The caretaker authority replaced Prime Minister Begum Khaleda Zia of the Bangladesh Nationalist Party (BNP), whose five-year mandate ended last Friday.
Violent protests over who should lead the three-month administration killed at least 25 people and injured hundreds over the weekend. Clashes between rival parties continued today and the death toll rose to 29, police said.
Iajuddin's administration ordered security tightened to avert further violence, which analysts said could derail the election process. Officials said around 500 people had been detained in the past 24 hours alone.
Tough Task
Bangladeshi newspapers said Iajuddin faced a tough task in trying to ensure a free and impartial vote.
''The public perception of him being a (BNP) party man is unavoidable ... A person in such a position is generally the object of suspicion of others,'' the Daily Star said.
''It is thus for the president to de-link himself from the BNP and rise beyond any party or personal feelings and consider all the issues from the national perspective,'' the daily said.
British Foreign Office minister Kim Howells urged the caretaker government in a statement ''to act with neutrality in the line of the constitution and ... to work towards free, fair and peaceful elections''.
UN Secretary-General Kofi Annan appealed to the country's main political parties to work together to find common ground for the elections, acting in the interest of democracy and the welfare of the nation, a UN statement said.

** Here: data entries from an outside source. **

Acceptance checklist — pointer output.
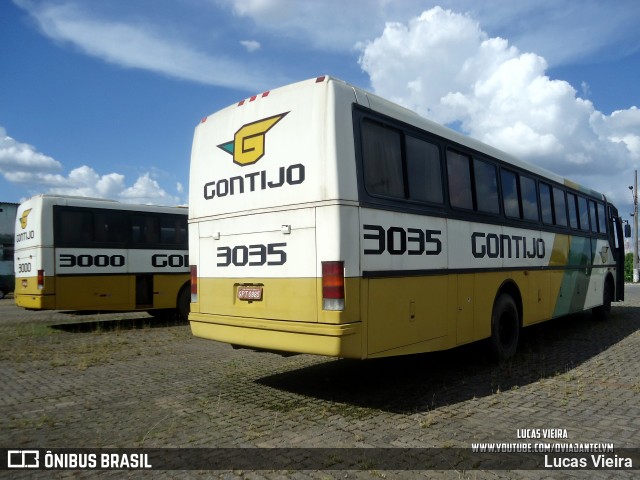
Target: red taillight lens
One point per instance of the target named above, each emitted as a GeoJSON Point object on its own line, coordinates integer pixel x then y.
{"type": "Point", "coordinates": [194, 283]}
{"type": "Point", "coordinates": [40, 279]}
{"type": "Point", "coordinates": [333, 285]}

Diplomatic missions in Dhaka asked their citizens to move with caution, officials said.
South Korea's Foreign Ministry issued a travel warning to its nationals, citing the possibility of increased violence in Bangladesh ahead of the elections.
List of Demands
Awami chief Sheikh Hasina handed Iajuddin a list of demands yesterday, including reforms to the election commission and a pruning of the civil and police administration.
Hasina, a former prime minister, said Khaleda's government had installed ''trusted and loyal'' officials in many key posts before quitting, ready to engineer her return to power.
The senior government official said that, in addition to his personnel changes, Iajuddin had ordered Khaleda's photographs removed from state offices, another of Hasina's pre-conditions.
But there was no word on whether he would meet the main opposition demand: removal of Chief Election Commissioner MA Aziz and his deputies, whom Hasina says has a pro-BNP bias.
The caretaker system introduced in Bangladesh in 1991 after the toppling of military president Hossain Mohammad Ershad has worked generally well in three national elections since then.
The Awami League now wants the system reformed to make it more efficient and reliable, but Khaleda's BNP is reluctant.
Life returned to near-normal today after Hasina's 14-party alliance called off a three-day highway blockade.
Commuters streamed into the capital, Dhaka, offices reopened and the main port, Chittagong, was working again.